EDENS is a leading national retail real estate owner and developer with a 48-year track record of enriching communities in which it does business.  EDENS owns a $4.2 billion portfolio of market-leading urban retail centers.

“We’re excited to transition the stewardship of our market-leading portfolio to EDENS, a highly successful firm we have long admired.  EDENS shares our vision, values, and commitment to investing in the Irreplaceable Corners that have become the cornerstone of our business,” said Taylor.

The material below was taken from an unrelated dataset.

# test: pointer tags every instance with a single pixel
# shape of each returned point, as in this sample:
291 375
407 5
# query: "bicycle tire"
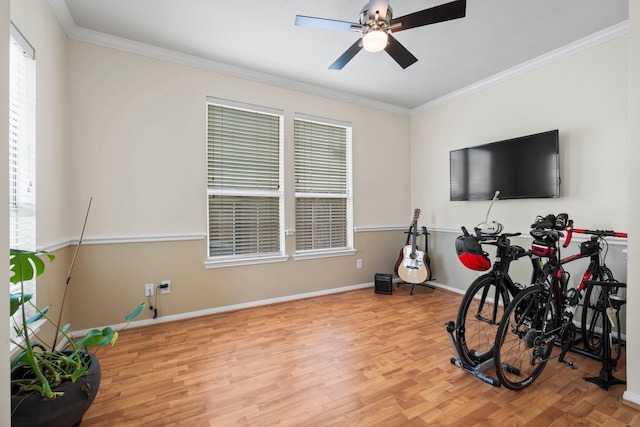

Terry Brown, Chairman and Chief Executive Officer of EDENS, stated, “This opportunity is an important step in our strategic plan to complement, enhance and expand our platform and existing portfolio of leading urban retail centers.”

Transaction Timeline and Shareholder Approval Process

Completion of the transaction, which is currently expected to occur in the first quarter of 2015, is contingent upon customary closing conditions and the approval of AmREIT’s stockholders, who will vote on the transaction at a special meeting on a date to be announced. The transaction is not contingent on receipt of financing by EDENS.

Jefferies LLC acted as financial advisor to AmREIT and Morrison &Foerster LLP and Venable LLP acted as AmREIT’s legal advisors. Goldman, Sachs & Co. acted as financial advisor to EDENS and King & Spalding LLP acted as legal advisor to EDENS.

Upcoming Financial Results and Company Updates

Third Quarter 2014 Financial Results
AmREIT will release financial results for its third quarter 2014 on November 4 at 8:00 a.m. ET.  In light of today’s announcement, the company will not hold a conference call for analysts and investors to discuss financial results.

Key Takeaways

  • EDENS to acquire AmREIT in all‑cash deal at $26.55 per share.
  • Deal values AmREIT at approximately $763 million, representing ~40 % premium over pre‑offer price.
  • AmREIT’s board unanimously approved the transaction after a strategic alternatives review.
  • Transaction expected to close in Q1 2015, subject to stockholder approval and customary conditions.
  • Legal and financial advisors: Jefferies, MoFo, Venable to AmREIT; Goldman Sachs, King & Spalding to EDENS.

References

Frequently Asked Questions

What premium does the acquisition offer AmREIT shareholders?
Approximately a 40 % premium over AmREIT’s closing price on July 9, 2014, and 21 % over Regency’s $22/share proposal.
When is the transaction expected to close?
In the first quarter of 2015, subject to customary closing conditions and AmREIT stockholder approval.
Is the transaction dependent on financing by EDENS?
No, the acquisition is not contingent on EDENS obtaining financing.
Who advised on the deal?
Jefferies LLC served as financial advisor to AmREIT; Morrison & Foerster LLP and Venable LLP were its legal advisors. Goldman Sachs & Co. advised EDENS; King & Spalding LLP served as its legal advisor.